International banks got the nice high returns for lending to poor countries with high risk ratings, the countries (the leadership of those countries be they elected fairly or not) didn't have to reform their fiscal and monetary policies to meet the demands of free international currency and debt markets, and the lendors got "bailed-out" went it all went awry. Needless to say as well that subsidizing the cash flow of poor countries doesn't help them become more accountable to their citizenry, nor does cheap money help economization of scarce resources as distorts the price signals necessary to make sound fiscal decisions.
So with the rapid economic growth after recovery from the 2001-2002 recession, the demand for IMF 'services' declined. Which brings us to today. We have seen the institutionalization of 'too big to fail' monetary policy in the developed world, where 'bailouts' and the anti-competitive measures this policy creates, raising the cost of banking services to everyone while the banks make monopoly rents, have become the norm.

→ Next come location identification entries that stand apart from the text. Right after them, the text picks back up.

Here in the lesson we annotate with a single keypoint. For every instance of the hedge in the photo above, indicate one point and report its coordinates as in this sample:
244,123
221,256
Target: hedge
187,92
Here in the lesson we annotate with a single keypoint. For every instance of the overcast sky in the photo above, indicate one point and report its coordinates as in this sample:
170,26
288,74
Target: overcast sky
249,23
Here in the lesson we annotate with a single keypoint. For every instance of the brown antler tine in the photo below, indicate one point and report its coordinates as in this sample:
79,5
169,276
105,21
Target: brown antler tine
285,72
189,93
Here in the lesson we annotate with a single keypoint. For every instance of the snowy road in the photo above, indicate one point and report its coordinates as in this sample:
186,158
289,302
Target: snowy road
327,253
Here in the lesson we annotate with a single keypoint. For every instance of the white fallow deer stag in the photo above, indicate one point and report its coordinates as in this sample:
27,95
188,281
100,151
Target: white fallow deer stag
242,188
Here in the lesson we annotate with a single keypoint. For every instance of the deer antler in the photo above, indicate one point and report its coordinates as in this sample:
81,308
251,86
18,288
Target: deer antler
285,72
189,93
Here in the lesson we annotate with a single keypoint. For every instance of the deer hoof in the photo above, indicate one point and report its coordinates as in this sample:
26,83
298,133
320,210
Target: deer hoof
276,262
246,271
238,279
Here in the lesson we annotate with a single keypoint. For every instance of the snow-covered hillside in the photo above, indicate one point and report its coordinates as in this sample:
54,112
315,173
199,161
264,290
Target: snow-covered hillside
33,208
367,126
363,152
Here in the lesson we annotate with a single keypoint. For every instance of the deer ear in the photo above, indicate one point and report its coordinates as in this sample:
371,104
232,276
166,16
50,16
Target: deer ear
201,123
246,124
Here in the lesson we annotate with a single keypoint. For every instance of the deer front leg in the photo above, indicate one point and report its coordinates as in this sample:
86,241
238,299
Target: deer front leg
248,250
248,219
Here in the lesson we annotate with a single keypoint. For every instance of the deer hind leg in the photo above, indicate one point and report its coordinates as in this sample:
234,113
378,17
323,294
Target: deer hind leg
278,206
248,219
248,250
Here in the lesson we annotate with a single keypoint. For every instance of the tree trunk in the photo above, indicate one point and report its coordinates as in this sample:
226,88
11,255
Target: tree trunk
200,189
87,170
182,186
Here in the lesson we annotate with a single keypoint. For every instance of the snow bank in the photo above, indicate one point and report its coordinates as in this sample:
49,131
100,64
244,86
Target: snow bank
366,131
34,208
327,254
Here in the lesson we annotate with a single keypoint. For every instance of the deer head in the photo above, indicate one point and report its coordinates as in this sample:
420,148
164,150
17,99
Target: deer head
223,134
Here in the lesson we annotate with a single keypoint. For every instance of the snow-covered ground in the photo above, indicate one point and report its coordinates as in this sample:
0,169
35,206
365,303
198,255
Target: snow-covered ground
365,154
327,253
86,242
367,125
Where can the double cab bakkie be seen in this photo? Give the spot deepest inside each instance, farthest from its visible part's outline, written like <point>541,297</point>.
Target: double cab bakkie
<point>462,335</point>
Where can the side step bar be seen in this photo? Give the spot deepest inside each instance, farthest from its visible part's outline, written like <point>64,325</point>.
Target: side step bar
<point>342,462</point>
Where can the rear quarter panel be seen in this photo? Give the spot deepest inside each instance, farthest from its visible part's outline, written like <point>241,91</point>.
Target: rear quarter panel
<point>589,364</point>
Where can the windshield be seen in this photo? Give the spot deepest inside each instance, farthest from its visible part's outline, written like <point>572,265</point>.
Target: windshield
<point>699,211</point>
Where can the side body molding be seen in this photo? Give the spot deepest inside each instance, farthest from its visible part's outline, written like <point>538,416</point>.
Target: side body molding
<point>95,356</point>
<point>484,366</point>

So now the IMF is getting into the 'too big to fail' - systemic risk - bailout act and wants to create an international insurance fund (funded by taxes on international finance transactions of course) to bailout private international banks. Of course it goes without saying that an increase in taxes during a jobless economic recovery is the last thing the world needs. Whereas the most rational solution is to remove the lendor of last resort mindset which hasn't addressed the goverment-created asset bubble in the first place.
The solution is to let banks that make bad investments fail, not to enlarge a bad domestic policy agenda to the international. Just say no to (more) socialization of risk and private return, which has been the IMF's business model since 1971. If banks really wanted or needed an insurance fund they would create one themselves, privately, funded by their own contributions.